2024 is the year of Ethernet, thanks in part to AI

2024 is the year of Ethernet, thanks in part to AI

Ethernet looks set to win the battle from the competition and become the standard networking fabric. For that to happen, however, it must continue to evolve. This is certainly happening. For example, a new consortium has been formed around Ethernet and we are also seeing bandwidth increase significantly. Jonathan Davidson, EVP and GM Networking at Cisco, discusses these developments and also makes some predictions around Ethernet.

When it comes to networking fabrics, there aren’t that many flavors. Besides Ethernet, there is InfiniBand, Fibre Channel and Omni-Path. Ethernet and Fibre Channel are, respectively, the oldest (standardized in the early 1980s, developed by Xerox earlier in the 1970s) and second oldest (late 1980s), while InifiniBand’s history began in 1999 and Omni-Path’s in 2012.

The developments of InfiniBand and Omni-Path are also somewhat intertwined, as QLogic launched an InfiniBand product in 2006 but sold the technology to Intel in 2012. Together with a part of Cray, also acquired by Intel, this then enters the market in 2015/2016 as Omni-Path. In this way, the roots of both technologies can be traced back to roughly the same period, 1999/2000. In 2019, Intel sees no point in further developing Omni-Path itself and spins it out to a new venture with Cornelis Networks. The last independent supplier of InfiniBand products, Mellanox, is acquired by Nvidia in the same year (2019).

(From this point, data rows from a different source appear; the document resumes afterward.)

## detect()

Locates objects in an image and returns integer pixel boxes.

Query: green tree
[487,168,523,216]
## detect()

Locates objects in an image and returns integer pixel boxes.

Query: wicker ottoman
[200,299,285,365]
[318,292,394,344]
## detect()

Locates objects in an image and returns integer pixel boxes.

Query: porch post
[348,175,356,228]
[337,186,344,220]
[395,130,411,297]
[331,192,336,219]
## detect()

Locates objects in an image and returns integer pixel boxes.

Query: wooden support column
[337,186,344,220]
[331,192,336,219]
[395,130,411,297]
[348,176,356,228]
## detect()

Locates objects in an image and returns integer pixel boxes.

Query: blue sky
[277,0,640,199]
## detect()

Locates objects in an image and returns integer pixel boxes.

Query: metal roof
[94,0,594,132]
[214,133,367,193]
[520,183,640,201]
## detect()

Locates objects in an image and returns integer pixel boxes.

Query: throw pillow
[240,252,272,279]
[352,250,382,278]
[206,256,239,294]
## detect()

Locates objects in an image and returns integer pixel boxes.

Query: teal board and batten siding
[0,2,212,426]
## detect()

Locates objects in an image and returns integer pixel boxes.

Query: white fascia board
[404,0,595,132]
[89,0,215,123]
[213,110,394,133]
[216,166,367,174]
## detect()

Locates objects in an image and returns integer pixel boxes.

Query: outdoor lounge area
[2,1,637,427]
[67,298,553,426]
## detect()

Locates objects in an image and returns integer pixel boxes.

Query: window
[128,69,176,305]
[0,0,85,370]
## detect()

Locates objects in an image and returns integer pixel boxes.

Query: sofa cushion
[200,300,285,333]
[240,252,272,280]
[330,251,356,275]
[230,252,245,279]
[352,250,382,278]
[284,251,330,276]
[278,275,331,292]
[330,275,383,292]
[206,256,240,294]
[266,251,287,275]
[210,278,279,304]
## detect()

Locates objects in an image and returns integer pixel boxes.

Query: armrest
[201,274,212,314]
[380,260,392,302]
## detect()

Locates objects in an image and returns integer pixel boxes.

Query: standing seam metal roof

The main reason for the existence of alternatives to Ethernet is that they provided better performance, especially when it came to available bandwidths. With the rise of things like HPC, supercomputers and later AI/ML, this was increasingly seen as necessary. Not surprisingly, somewhere in the mid-2010s InfiniBand was the most popular interconnect technology for supercomputers.

Networkfabrics in 2024

After the rough outline of the history of network fabrics above, we have now arrived in 2024. We never really hear anything about Omni-Path to be honest, although it is certainly still there. InfiniBand gets quite a bit of attention in recent years, thanks to Nvidia’s dominance. Ethernet and Fibre Channel have really always been around, it seems. Ethernet, of course, was and is the standard network fabric for most home networks and networks in business environments. Fibre Channel has also taken root in that second environment, particularly in data centers (SAN).

Ethernet is catching up

Ethernet is not standing still, however. Many readers who do anything with and in networking, servers or storage will no doubt be familiar with the abbreviations FCoE and RoCE. These stand for Fibre Channel over Ethernet and RDMA over Converged Ethernet (RDMA stands for Remote Direct Memory Access). The second one in particular is interesting because that also goes by the name IBoE, or InfiniBand over Ethernet. So this puts Ethernet in direct competition with InfiniBand. That in itself, by the way, is not something of the last few years, but was started just after the aforementioned peak for InfiniBand in the mid 2010s. That’s when 10G Ethernet began to slowly but surely replace it.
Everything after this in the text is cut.